Well, this was awkward. I hadn’t really thought that far ahead, because the problem wasn’t really a problem with GoDaddy. It wasn’t a problem with my account. It wasn’t a problem with my domains, customer service, or any particular product offering. I told her as much. The problem was weird, I can’t deny that, but I felt someone needed to know. Even if it didn’t matter, at least I could sleep better at night knowing that I tried to do something about it. After all, I can’t be the only one targeted in this scam. What if someone else were to fall for it?
I explained the issue, and she quickly escalated the ticket through the account verification process, and then asked for some additional information. I explained a couple of times that the problem wasn’t with an account or domain per se so much as it appeared to be a new-ish scam, and that I mostly wanted to report it for my own satisfaction.
We went back and forth with a couple of relevant questions, and then she asked for a copy of the scam email. I was somewhat surprised, because I hadn’t exactly received a scam email from anyone. I asked if she meant the PayPal message; she said yes. So, off went the PayPal message (as an attachment to preserve headers), and I asked if she would like screenshots of the PayPal account pages with the invoice. Much to my surprise, she also wanted copies of those.
At this point, I’ll be honest. I don’t know what good any of this is going to do. I do know that the GoDaddy support representative was incredibly helpful, and she seemed genuinely interested in my concern (even going so far as to say “You are such a responsible person” to sate my worries). I was a bit taken back by her kindness, to say the least.

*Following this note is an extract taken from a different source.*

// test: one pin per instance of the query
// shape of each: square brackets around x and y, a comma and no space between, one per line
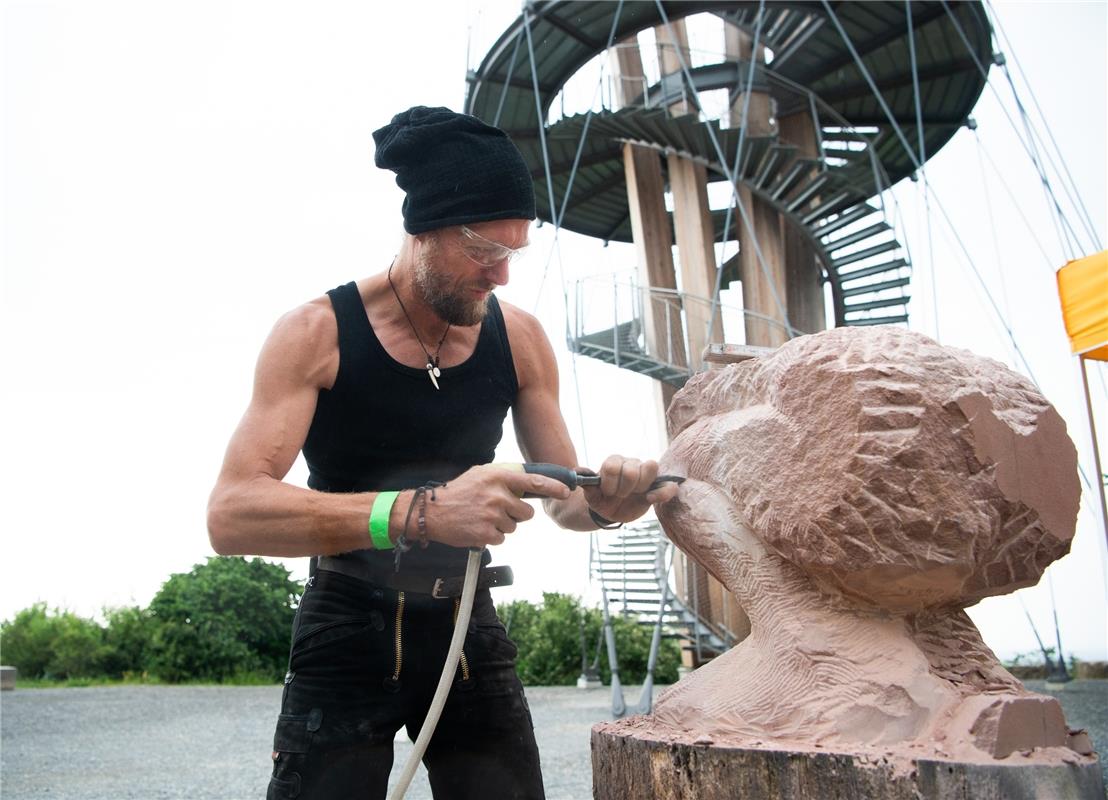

What surprised me with this whole ordeal was GoDaddy’s interest in the problem. They weren’t the ones who were dealing with invoices to third parties masquerading as someone else. They were merely the third party whose name was being exploited to commit fraud. It remains to be seen if PayPal expresses concern outside social media. I hope they do, but for now, it’s been awfully surprising to me that I received far more customer care from a company who couldn’t do anything about the problem. (I say “couldn’t,” even though technically they could, as the scammer was using their name and logos–i.e. trademarks–without permission.) Nevertheless, PayPal’s social team responded to me very quickly, so they at least get a few points for expediency.
All things considered, I feel the night ended on mostly positive terms. The initial shock of receiving a fraudulent invoice that wasn’t via a phishing attempt certainly took me by surprise, but in the end, the positive experiences with a random customer service representative probably half-way across the world expressing concern and compassion for others who could become victims of this scam more than made up for it. It’s a reminder that no matter how big a company is or how variable its reputation is viewed by customers on the receiving end, there are still humans who work for them. Sure, there are humans who typically see it as just another job. That’s normal.
However, no matter how rare it may be, it’s worth noting that there are those who see it as their duty to help. It may be woefully uncommon in our society today, but there are genuinely people who want to do the Right Thing™.
I don’t expect I’ll ever know if the representative who helped me managed to escalate the ticket and share the information about this scam to others who might be able to do something. Even if they could, there isn’t anything GoDaddy could do about this scam in the first place. This is clearly in PayPal’s sphere of influence, but perhaps if they know about it they can inform their customers when they inevitably receive the calls asking “Why am I receiving this invoice?”